「大阪都構想で行政サービスが下がる」役所が明らかにしたそのメカニズム(藤井聡)
京大教授・藤井聡が「大阪都構想」の欺瞞を暴く!
■最大の論点とは「行政サービスは上がるのか下がるのか」
大阪都構想の住民投票における最大の論点は、「行政サービスが上がるのか下がるのか?」という一点です。
推進派は例えば、次の様な派手派手しいポスターを使って「行政サービスが上がる!」と喧伝しています。
https://twitter.com/isshin_n/status/1319206645977628674/photo/1
しかしこうしたポスターではその理由は明確に書かれていませんが、実態はその逆に、大阪市の解体を通して、行政サービスは「下がる」他ないというのが、一般的な客観分析結果なのです。
そのあたりの詳細は例えばこちらの記事でも論じましたが、
https://news.yahoo.co.jp/articles/2b44190065ad53133e485c8a058c170b7f2cc713
この記事で紹介した「大阪市の四分割に伴う行政サービスの下落」については、平成30年の大阪市役所の人事室もまた、全く同じ分析結果を導きだしています。
その分析の詳細は、下記の『特別区設置に係る「組織体制(部課別職員数)」に対する人事室意見』(平成30 年12 月6 日)という正式の行政文書(以下、「大阪市・人事室意見書」)で報告されています。
https://satoshi-fujii.com/wp/wp-content/uploads/2020/10/HRDept_opinion.pdf。
この記事では、この行政文書の内容を解説し、「大阪都構想によって大阪市を潰し、四つの独立した特別区を新たにつくり挙げることが、なぜ、行政サービスを引き下げることになるのか」というその、具体的なメカニズムについて、簡潔に解説したいと思います。
(1)大阪市廃止・四分割で、業務量が肥大化してしまう
当方はこれまで、「都構想」を実現して、(職員を増やさないままに)大阪市を潰して四つの特別区をつくると、仕事量が「肥大化」してしまうので、これまで当たり前にやってきた行政サービスが出来なくなって、確実に行政サービスレベルが落ちるだろうと、繰り返し主張してきました。

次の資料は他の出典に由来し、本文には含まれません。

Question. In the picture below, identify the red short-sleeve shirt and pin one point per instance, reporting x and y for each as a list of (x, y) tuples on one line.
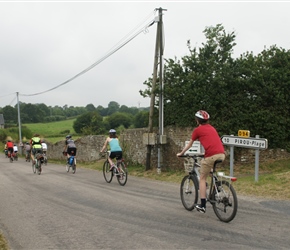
[(209, 139)]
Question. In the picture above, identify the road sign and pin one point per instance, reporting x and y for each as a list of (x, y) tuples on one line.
[(196, 148), (255, 143), (244, 133)]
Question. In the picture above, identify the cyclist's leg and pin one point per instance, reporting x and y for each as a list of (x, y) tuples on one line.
[(32, 155)]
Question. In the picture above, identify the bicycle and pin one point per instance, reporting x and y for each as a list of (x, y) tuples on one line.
[(36, 165), (15, 156), (119, 170), (10, 156), (71, 163), (220, 194), (44, 159), (27, 156)]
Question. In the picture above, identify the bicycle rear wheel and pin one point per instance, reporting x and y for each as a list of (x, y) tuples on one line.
[(123, 174), (189, 192), (108, 175), (38, 164), (225, 203)]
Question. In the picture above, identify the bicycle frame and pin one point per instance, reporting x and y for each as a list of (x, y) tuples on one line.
[(119, 170), (221, 194)]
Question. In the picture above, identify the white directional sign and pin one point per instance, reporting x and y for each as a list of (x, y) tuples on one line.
[(251, 142)]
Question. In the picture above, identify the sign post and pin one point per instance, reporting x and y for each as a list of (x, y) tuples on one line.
[(256, 143)]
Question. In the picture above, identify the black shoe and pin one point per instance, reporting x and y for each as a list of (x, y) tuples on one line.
[(201, 209)]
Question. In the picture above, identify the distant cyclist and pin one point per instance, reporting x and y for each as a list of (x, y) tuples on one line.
[(70, 147), (115, 148), (27, 149), (15, 149), (10, 146), (44, 147)]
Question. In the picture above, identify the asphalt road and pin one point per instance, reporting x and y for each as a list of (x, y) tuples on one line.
[(59, 210)]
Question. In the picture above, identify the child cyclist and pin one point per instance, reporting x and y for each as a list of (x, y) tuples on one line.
[(115, 148), (214, 150)]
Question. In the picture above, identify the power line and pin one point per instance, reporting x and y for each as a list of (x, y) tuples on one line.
[(113, 50)]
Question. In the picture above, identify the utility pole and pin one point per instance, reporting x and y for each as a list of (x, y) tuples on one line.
[(152, 100), (161, 112), (19, 126), (158, 54)]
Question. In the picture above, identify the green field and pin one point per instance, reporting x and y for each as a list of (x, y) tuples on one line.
[(52, 131)]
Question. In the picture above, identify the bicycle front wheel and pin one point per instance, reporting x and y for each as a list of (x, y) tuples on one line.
[(33, 167), (225, 203), (123, 174), (189, 192), (108, 175)]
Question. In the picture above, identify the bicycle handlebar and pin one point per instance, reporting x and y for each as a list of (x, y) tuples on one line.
[(192, 156)]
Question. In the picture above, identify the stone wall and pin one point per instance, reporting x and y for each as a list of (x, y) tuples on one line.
[(135, 151)]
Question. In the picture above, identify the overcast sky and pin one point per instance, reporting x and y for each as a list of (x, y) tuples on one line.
[(46, 43)]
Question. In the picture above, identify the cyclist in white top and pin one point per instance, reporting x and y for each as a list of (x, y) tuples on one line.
[(115, 148), (44, 147)]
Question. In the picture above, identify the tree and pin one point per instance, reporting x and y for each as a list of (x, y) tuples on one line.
[(141, 119), (250, 92), (90, 108)]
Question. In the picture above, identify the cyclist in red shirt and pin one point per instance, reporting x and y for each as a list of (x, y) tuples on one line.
[(9, 145), (213, 147)]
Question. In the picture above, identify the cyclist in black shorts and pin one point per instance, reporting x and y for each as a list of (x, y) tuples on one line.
[(70, 147)]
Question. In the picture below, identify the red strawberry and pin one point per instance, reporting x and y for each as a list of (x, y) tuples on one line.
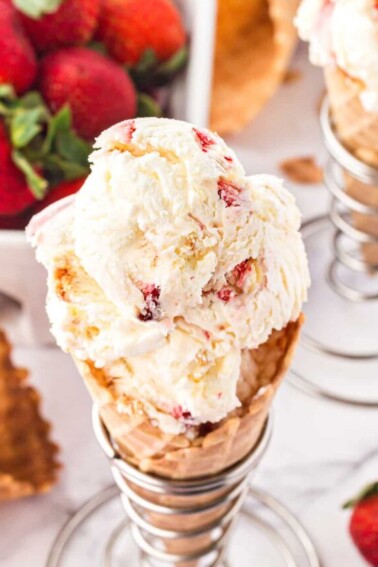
[(363, 525), (73, 22), (18, 64), (15, 195), (60, 191), (98, 91), (17, 222), (130, 27)]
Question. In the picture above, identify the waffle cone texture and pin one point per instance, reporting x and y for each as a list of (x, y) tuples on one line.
[(28, 458), (254, 43), (358, 131), (217, 447)]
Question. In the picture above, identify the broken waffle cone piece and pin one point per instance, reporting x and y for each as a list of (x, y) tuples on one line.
[(254, 43), (358, 131), (28, 462), (217, 447)]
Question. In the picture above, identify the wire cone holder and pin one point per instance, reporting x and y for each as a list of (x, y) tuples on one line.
[(181, 523), (354, 212), (337, 355)]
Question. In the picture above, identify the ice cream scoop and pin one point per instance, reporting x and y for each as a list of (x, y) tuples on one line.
[(344, 33), (166, 265)]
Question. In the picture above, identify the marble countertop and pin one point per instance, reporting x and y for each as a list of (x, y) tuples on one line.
[(321, 453)]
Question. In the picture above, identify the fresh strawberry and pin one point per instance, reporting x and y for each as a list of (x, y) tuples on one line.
[(18, 64), (60, 191), (16, 222), (363, 525), (98, 90), (131, 27), (15, 195), (73, 22)]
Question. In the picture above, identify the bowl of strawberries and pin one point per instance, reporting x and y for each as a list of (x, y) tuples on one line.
[(68, 70)]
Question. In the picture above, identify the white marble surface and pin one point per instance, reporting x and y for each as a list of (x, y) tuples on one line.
[(321, 452)]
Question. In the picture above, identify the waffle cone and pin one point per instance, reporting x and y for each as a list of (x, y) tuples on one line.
[(358, 130), (177, 457), (254, 43), (28, 462)]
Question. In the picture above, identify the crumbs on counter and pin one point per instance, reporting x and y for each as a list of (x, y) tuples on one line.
[(303, 169)]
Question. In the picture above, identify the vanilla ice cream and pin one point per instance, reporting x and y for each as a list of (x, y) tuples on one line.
[(345, 33), (167, 264)]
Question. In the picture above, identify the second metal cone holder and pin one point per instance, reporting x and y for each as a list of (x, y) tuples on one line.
[(176, 522), (350, 273), (343, 205)]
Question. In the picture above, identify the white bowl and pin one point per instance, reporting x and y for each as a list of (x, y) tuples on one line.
[(22, 279)]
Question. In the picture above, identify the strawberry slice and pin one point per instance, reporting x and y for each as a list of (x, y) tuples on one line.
[(151, 310), (229, 192)]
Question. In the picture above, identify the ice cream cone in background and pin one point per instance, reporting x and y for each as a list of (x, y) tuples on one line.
[(28, 458), (176, 283), (223, 445), (343, 37), (254, 43), (357, 128)]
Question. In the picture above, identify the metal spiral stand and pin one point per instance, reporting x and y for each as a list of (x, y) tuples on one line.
[(197, 515), (348, 273), (184, 523)]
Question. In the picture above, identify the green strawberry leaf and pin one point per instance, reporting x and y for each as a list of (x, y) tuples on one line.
[(7, 99), (147, 106), (7, 92), (33, 99), (59, 122), (367, 492), (175, 63), (37, 184), (37, 8)]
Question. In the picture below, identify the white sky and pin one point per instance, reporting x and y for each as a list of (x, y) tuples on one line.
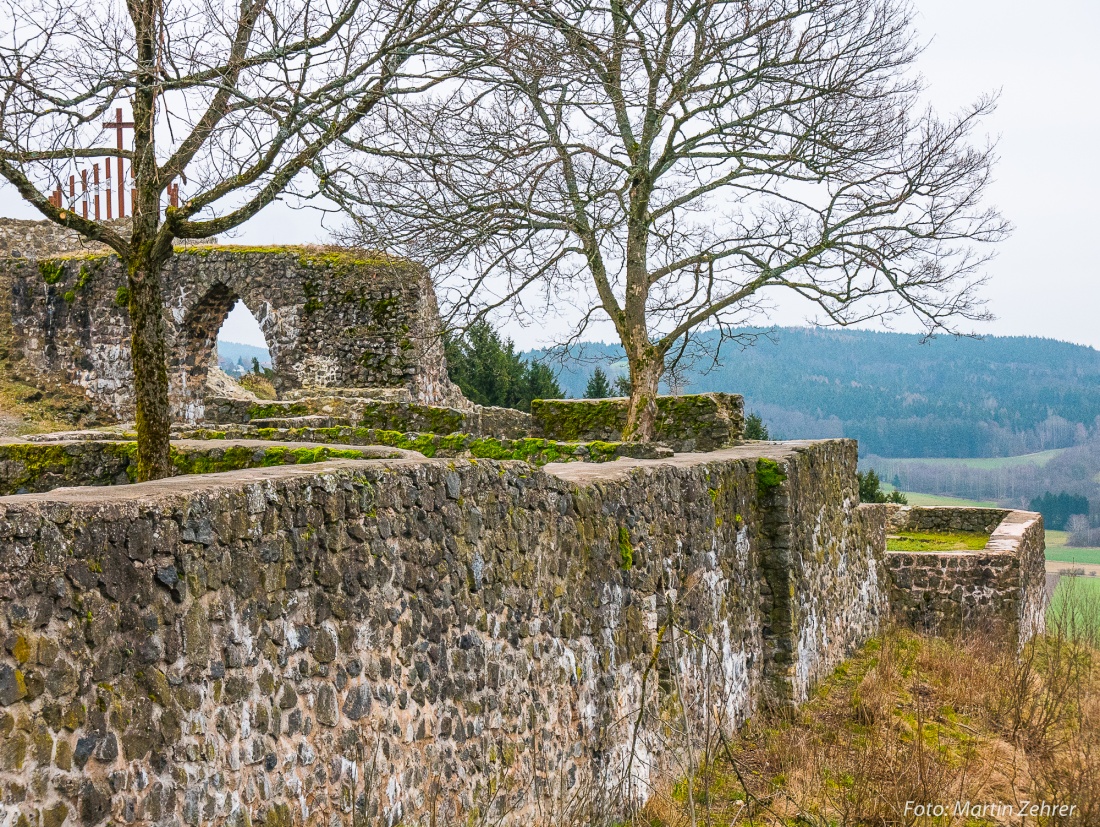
[(1044, 61)]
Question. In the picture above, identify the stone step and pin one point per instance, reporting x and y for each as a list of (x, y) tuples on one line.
[(375, 394), (309, 420)]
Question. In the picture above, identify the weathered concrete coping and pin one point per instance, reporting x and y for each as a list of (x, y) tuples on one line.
[(1011, 531), (589, 473), (1007, 528), (581, 474), (1003, 583)]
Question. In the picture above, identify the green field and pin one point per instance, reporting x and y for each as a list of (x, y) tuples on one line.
[(1056, 548), (989, 463)]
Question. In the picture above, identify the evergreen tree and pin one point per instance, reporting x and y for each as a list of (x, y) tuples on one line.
[(755, 428), (598, 387), (488, 371)]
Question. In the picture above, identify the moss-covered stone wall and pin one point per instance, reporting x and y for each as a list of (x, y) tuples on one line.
[(44, 465), (1002, 586), (332, 318), (405, 640), (692, 422)]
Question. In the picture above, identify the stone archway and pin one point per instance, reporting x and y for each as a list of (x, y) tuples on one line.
[(197, 345), (332, 318)]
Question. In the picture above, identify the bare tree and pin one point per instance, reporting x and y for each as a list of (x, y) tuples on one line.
[(668, 163), (234, 97)]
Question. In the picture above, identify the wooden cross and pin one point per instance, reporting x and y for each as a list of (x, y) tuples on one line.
[(118, 125)]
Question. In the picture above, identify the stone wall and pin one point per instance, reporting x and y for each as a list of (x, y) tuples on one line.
[(359, 411), (44, 464), (690, 422), (413, 640), (1000, 587), (330, 317)]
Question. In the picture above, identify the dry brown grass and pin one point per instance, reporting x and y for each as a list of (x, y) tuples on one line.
[(922, 719)]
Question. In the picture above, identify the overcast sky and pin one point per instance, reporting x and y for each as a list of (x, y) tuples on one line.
[(1044, 61)]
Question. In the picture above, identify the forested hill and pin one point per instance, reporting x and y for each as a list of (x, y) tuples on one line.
[(898, 396)]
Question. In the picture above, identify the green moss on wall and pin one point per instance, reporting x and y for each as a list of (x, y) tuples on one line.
[(37, 467), (626, 550), (769, 476), (572, 420), (52, 271)]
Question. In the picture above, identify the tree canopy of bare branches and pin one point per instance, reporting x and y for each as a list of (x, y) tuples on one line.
[(669, 163), (237, 98)]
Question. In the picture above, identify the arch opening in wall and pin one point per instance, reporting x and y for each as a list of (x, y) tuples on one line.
[(242, 346), (210, 333)]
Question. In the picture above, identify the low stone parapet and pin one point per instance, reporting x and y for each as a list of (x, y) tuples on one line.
[(692, 422), (415, 641), (1001, 587)]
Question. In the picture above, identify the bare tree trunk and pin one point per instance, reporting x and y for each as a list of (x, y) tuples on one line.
[(151, 373), (647, 364)]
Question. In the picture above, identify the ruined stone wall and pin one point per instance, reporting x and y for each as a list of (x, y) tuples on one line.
[(1002, 586), (689, 422), (331, 318), (410, 640), (24, 239), (826, 585)]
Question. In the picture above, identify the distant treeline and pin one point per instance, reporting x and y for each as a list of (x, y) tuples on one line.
[(1074, 472), (1000, 396)]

(参照:『都構想の真実』https://www.amazon.co.jp/dp/4899920725/)
例えば4人家族が一つの家で一緒に暮らしていた時に必要な「家事の総量」と、4人がバラバラに一人暮らしを始めたときの「家事の総量」を比べれば、バラバラな時の方が増えるのは当然です。
その一方で、今の都構想では、人員は増やさない、ということを決めています。ということは、人員が増えないのに仕事は増えるわけですから、都構想で行政は効率化するどころか、行政がさらに「非効率化」し、行政サービスが低下することは必至だと考えられるわけです。
以上は、当方の見解だったのですが、この見解と全く同じ事が、「大阪市・人事室意見書」にも明記されているのです。
まず、この文書の冒頭には、次の様な記述があります。
「4つの特別区に移行した際、分散化により職員数のスケールデメリットが大きく生じたり……するという恐れがある」
ここにスケールデメリットとは、スケールメリットの逆です。
そもそもスケールメリットとは、複数の組織を合併してスケールを大きくすると、行政が効率化するメリットが生じますよ、という話です。都構想はまさに、府と市が統合されるのでこうした効率化が生じるじゃ無いかという話なのですが、この「メカニズム」を踏まえると、一つの大きな行政であった大阪市を四分割すれば、それとは逆に、行政が非効率化するに決まっているじゃ無いかというのが、この文書が言う「スケールデメリット」です。
つまりこれは、大阪市を分割することで、行政が非効率化する恐れがありますよ、と主張しているわけです。そして、その結果として、この文書の最後には次の様に記載されているのです。
「特別区設置時点において、業務執行に必要な職員数が不足し、サービス水準の低下を来す恐れがある」
つまり都構想をやると、仕事が増えて職員不足が生じて、最終的にサービス水準が下がるのだ、ということが書かれているわけです。